Anne Coleman a un talent fou pour la sculpture, qu’elle apprend aux côtés de Rodin. Mais c’est en travaillant des prothèses faciales pour les soldats ravagés par la guerre de 14 qu’elle va s’illustrer. Scénarisé par Sybille Titeux et dessiné par Amazing Ameziane, L’atelier des gueules cassées (édité chez Marabout) se révèle très dense, réaliste et bien ficelé.
Le récit se déroule donc en 1917, alors que la guerre et ses horreurs battent leur plein. De la chair à canon, voilà ce à quoi servent les hommes qui se battent au front, à coup de mortier puis de baïonnette. Quand ils ne meurent pas sur le coup, les soldats agonisent toute la nuit entre les deux lignes ennemies, appelant leur mère au secours. Félix Bontarel lui, c’est sa femme Suzanne qu’il implore. Un jour en effet, sa tête explose en partie, laissant son visage en lambeaux.
Dès lors, avec le sergent Antonin de Mussan, lui aussi défiguré, Bontarel est l’un de ceux à qui Anne Coleman va proposer ses services. Horrifiée devant les mutilations des soldats, elle leur crée un masque pour leur redonner une dignité et continuer tant bien que mal à avoir une vie sociale, professionnelle et amoureuse…

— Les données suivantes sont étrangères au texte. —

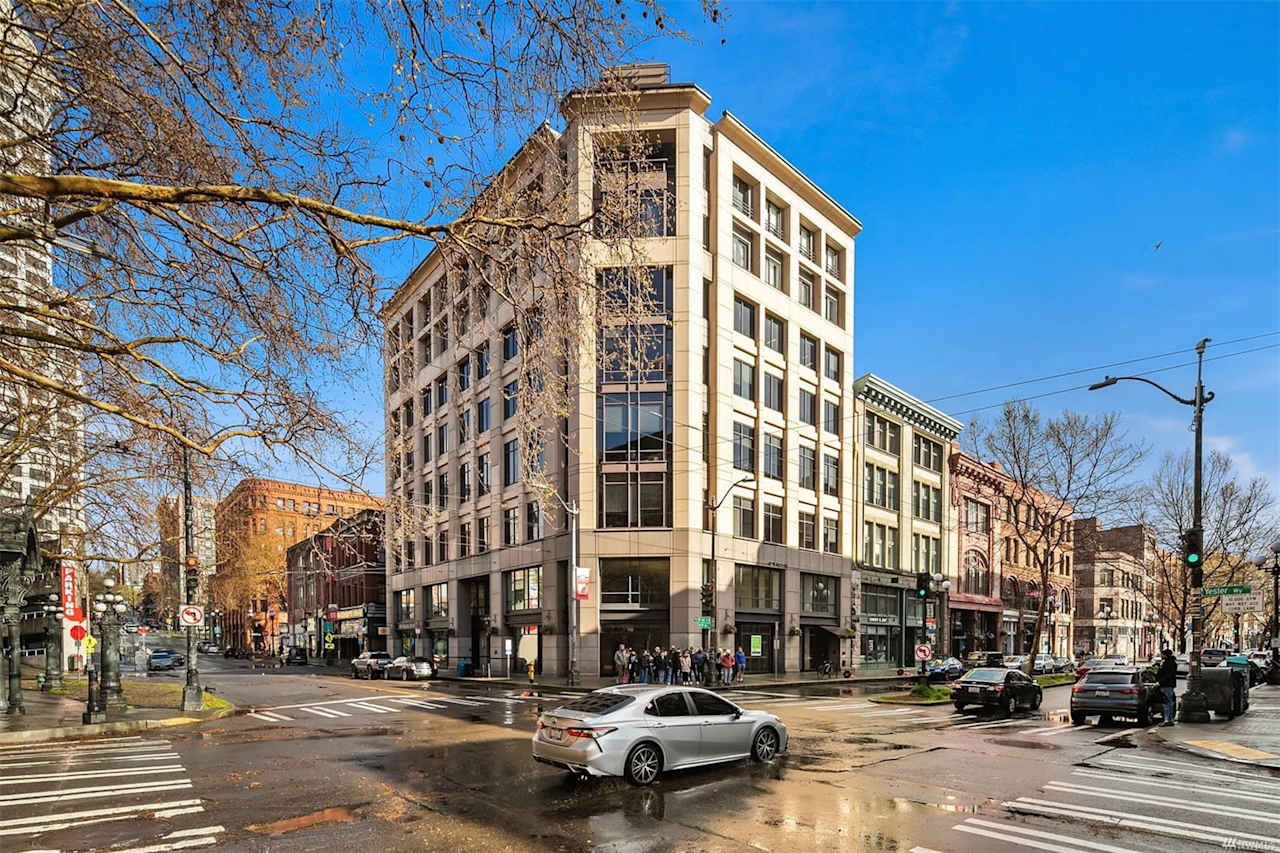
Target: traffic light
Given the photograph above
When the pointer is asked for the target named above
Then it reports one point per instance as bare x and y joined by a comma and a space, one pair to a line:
1192, 546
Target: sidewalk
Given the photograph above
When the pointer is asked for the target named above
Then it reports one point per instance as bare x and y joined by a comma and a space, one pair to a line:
1251, 738
51, 717
753, 682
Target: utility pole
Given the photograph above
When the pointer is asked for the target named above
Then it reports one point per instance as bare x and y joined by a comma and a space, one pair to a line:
192, 693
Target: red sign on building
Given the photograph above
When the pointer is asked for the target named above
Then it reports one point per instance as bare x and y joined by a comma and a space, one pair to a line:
71, 606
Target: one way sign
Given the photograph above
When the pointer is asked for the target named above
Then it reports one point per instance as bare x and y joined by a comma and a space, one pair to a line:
191, 615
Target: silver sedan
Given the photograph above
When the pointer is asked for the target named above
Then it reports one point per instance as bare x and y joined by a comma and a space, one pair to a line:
638, 730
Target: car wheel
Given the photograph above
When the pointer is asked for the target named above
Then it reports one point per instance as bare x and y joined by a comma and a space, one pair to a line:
766, 744
644, 763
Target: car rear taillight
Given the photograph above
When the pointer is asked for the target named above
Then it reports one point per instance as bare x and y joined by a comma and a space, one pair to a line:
589, 731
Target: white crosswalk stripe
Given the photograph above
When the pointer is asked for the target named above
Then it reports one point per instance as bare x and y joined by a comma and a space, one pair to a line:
1143, 796
40, 810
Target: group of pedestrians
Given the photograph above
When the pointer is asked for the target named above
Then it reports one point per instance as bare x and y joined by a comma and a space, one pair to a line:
721, 666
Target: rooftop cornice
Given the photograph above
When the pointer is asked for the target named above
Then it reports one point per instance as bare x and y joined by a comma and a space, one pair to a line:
890, 397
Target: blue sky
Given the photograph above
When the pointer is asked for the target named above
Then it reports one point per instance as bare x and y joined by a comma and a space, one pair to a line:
1014, 167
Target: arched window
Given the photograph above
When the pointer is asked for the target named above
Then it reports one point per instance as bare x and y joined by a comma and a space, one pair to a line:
976, 579
1010, 592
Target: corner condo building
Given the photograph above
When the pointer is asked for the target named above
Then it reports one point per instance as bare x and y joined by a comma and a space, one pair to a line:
714, 487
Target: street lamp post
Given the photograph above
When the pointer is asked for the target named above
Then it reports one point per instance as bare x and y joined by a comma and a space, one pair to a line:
1106, 615
192, 693
1274, 570
53, 644
714, 509
1194, 706
109, 607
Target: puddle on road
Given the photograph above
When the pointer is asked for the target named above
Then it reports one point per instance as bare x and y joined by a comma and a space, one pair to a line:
336, 815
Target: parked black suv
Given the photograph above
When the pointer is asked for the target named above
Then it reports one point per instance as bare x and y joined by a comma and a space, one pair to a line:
1120, 690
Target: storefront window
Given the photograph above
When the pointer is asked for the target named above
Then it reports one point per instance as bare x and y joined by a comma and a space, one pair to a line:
522, 588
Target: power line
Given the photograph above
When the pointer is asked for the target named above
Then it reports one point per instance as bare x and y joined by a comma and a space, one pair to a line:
1101, 366
1173, 366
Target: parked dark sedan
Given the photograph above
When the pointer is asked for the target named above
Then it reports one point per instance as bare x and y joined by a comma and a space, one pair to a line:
165, 658
1116, 692
1001, 688
946, 669
370, 665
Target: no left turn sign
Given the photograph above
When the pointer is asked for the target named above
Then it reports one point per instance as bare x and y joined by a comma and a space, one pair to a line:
191, 615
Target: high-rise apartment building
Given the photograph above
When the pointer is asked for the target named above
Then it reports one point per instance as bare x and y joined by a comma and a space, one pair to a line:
745, 404
255, 524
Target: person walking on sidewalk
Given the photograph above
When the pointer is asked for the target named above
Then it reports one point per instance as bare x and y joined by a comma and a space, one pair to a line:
1168, 680
620, 664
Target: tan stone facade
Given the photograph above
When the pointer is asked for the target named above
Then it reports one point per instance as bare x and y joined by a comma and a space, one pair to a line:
904, 521
758, 276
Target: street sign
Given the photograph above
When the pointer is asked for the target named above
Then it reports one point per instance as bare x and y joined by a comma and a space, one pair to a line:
1243, 603
1238, 589
191, 615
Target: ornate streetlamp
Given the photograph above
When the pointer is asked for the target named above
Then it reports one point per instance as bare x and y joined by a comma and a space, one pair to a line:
53, 644
110, 609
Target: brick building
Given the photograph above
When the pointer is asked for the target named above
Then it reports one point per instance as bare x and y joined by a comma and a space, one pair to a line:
977, 497
255, 525
337, 588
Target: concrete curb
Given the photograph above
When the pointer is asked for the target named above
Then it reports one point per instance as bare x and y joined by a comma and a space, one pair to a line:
119, 728
749, 685
1207, 753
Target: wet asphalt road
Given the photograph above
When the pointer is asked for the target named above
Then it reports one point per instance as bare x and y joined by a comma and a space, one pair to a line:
325, 762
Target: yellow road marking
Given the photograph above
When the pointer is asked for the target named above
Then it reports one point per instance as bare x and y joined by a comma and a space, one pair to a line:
1233, 749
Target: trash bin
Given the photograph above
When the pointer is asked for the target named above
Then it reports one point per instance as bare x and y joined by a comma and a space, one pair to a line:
1226, 690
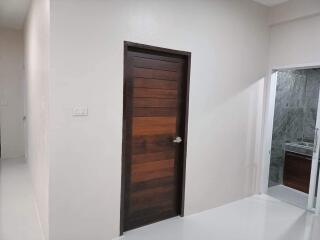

À la fin de la BD, quelques vraies photos d’archives témoignent de ce travail hors-norme, qu’Anne Coleman conduisit avec son amie Sabine (puisque le scénario est inspiré d’une histoire vraie). Une telle entreprise se révéla d’autant plus louable et courageuse que ces deux femmes ont dû lutter pour convaincre leur entourage et leur propre famille du bien fondé de leur démarche.
L’ouvrage est nourri d’un texte particulièrement dense, réparti en quatre chapitres et très bien écrit, même s’il est parfois difficile de comprendre de quel protagoniste parle la BD, du fait d’un enchaînement sans transition d’une page à l’autre.
Le dessin en noir et blanc, essentiellement, vient en contrepoint, se mettant clairement au service du scénario. La mise en image est savamment dosée, alternant entre gros plans, ombres blanches sur fond noir, cartes postales sépia, dessin pleine page très expressif ou minimaliste et riche de symboles.
Au final, on se laisse emporter par la virulence des scènes de guerre et d’apocalypse, par le retour à la vie émouvant et progressif de Bontarel et De Mussan, et par le retournement de situation à la fin de la BD. Incontestablement, « L’atelier des gueules cassées » est un ouvrage instructif, intéressant et prenant, qui se lit avidement comme un roman-photo et s’apprécie comme une bande-dessinée réussie.